Gibt es einen Qualitätsunterschied zwischen „klassischer“ Kirchenmusik und populärer Kirchenmusik?

logisch gibt es einen prinzipiellen Unterschied. Die Qualität ist eine Frage der Definition. Die Frage ist meiner Meinung nach, was im Sinne von 2) GEISTLICHE Musik ist. Das ist oft Musik in Kirchen, aber nicht jede Musik in Kirchen und ebenso wenig jede Musik, die einen Text aus der Bibel vertont. Das ist eine Frage der Perspektive.

Richtig oder falsch: Lieber falsch als gar nicht singen.

Ja, das mit dem Gemeindegesang ist ein Fass, wo der Boden nicht tastbar ist… Ist „heute“ Gemeindegesang in seiner Wirkung auf den Gottesdienstbesucher noch das Gleiche wie in den Zeiten, als die „Klassiker“ des Gesangbuches geschrieben wurden? Ist das Mitsingen von solistisch dargebotenen Gitarren-Schlagern damit vergleichbar? Können wir in einem Gottesdienst beides nebeneinander Sinn-voll machen? Wenn die Frage wäre: was bedeutet es Ihnen, selbst in der Gemeinde als Gottesdienstbesucher mitzusingen, hätte ich schon ganz differenzierte Antworten. Diese würden aber die Sache nicht einfacher machen;-)

Ein gewisser Gradmesser für mich sind die Choräle in den Kantaten und Passionen von Bach, die – scheinbar – schlichte Gemeindelieder sind.

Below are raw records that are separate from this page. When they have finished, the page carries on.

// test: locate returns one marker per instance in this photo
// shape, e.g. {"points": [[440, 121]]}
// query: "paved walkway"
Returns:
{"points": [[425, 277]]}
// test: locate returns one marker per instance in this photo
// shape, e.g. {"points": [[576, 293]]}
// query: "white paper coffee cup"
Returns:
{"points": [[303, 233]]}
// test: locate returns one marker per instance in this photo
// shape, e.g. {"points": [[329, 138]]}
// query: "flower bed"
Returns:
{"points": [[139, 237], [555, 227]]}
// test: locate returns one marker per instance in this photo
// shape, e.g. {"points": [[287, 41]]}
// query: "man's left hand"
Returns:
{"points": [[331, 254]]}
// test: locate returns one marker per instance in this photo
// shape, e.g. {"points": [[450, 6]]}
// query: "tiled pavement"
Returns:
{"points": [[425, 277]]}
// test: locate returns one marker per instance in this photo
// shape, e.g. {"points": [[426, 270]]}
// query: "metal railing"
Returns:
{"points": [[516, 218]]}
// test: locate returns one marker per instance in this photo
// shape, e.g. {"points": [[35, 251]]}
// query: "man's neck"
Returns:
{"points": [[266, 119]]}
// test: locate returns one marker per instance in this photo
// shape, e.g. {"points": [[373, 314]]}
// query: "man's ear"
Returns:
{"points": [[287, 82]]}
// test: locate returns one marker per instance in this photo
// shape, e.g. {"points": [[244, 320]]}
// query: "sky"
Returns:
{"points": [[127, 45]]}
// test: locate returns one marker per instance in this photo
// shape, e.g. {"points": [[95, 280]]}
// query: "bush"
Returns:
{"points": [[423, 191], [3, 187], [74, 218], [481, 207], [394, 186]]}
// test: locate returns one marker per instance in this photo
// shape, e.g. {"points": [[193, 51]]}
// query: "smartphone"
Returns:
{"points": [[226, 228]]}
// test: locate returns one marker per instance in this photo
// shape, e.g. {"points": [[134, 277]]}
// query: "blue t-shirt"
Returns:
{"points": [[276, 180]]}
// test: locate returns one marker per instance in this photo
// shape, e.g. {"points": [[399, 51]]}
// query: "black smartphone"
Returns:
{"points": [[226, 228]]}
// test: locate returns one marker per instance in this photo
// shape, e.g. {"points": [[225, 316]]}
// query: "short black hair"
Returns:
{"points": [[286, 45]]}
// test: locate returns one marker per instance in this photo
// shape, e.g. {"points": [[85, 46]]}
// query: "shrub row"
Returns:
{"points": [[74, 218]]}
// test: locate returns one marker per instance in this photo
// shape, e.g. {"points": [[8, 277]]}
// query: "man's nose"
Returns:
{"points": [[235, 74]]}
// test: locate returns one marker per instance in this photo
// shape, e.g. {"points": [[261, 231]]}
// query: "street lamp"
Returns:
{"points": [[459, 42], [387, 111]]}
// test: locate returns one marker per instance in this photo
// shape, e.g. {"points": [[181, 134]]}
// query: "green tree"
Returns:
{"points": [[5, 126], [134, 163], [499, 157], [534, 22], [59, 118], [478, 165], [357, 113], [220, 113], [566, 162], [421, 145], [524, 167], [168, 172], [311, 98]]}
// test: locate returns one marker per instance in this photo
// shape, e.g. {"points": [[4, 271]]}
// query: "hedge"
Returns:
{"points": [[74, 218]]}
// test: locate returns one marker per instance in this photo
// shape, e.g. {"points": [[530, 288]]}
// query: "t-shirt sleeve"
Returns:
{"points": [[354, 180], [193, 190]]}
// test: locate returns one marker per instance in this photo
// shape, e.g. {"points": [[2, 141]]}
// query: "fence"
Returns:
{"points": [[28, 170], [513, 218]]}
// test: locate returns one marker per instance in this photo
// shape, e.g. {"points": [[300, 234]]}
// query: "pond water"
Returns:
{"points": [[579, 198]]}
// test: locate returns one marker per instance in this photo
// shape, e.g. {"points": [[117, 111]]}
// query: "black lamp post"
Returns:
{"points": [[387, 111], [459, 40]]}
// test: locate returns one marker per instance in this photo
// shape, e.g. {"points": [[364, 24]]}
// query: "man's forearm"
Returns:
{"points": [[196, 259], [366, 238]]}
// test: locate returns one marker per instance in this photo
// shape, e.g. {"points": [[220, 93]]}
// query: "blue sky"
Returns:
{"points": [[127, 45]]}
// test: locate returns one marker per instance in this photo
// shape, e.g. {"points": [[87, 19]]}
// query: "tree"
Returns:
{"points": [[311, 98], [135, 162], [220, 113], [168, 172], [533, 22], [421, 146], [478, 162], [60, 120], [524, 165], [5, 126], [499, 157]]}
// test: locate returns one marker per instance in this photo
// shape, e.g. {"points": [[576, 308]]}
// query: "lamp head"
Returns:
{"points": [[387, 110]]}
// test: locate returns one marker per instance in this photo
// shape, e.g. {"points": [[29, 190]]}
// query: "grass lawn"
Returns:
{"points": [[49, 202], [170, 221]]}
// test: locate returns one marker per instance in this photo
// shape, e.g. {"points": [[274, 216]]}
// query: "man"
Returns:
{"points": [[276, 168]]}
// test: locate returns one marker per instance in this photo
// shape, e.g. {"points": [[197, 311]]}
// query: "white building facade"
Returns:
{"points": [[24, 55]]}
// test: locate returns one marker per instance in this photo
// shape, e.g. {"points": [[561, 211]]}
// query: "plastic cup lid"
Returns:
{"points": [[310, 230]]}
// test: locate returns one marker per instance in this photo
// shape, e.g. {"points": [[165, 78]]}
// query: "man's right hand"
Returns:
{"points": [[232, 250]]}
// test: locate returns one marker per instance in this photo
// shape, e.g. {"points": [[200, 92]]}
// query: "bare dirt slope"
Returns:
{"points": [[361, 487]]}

Jedenfalls geht es mit dem Singen schon an die Substanz dessen, was Gottesdienst ist. Wenn man dann noch das Sprechen dazu nimmt… Die Frage „Was ist Gottesdienst“ ist zumindest teilidentisch mit der Frage „Was ist Gemeindegesang“.

Insofern: was ist schon „falsch“?

Wird die Orgel auch zukünftig in unseren Kirchen das zentrale Musikinstrument bleiben?

Ist sie das denn? …noch? Das hängt von dem ab, was Gottesdienst sein will und, was sich dann als geeignetes Instrumentarium anbietet.

Sonntagmorgen als ganz normaler Gottesdienstbesucher: Freuen Sie sich auf`s Singen?

Ich sing immer mindestens die erste Strophe mit. das macht mir aber wahrscheinlich nur so viel Spaß, weil ich zugleich auch spiele! Ob ich am Singen allein ebenso viel Freude hätte?

Gibt es Musik, die Sie ablehnen?

durchaus. Musik, die nicht im dargestellten Sinn GEISTLICH ist. Und das ist eine ganze Menge ;-)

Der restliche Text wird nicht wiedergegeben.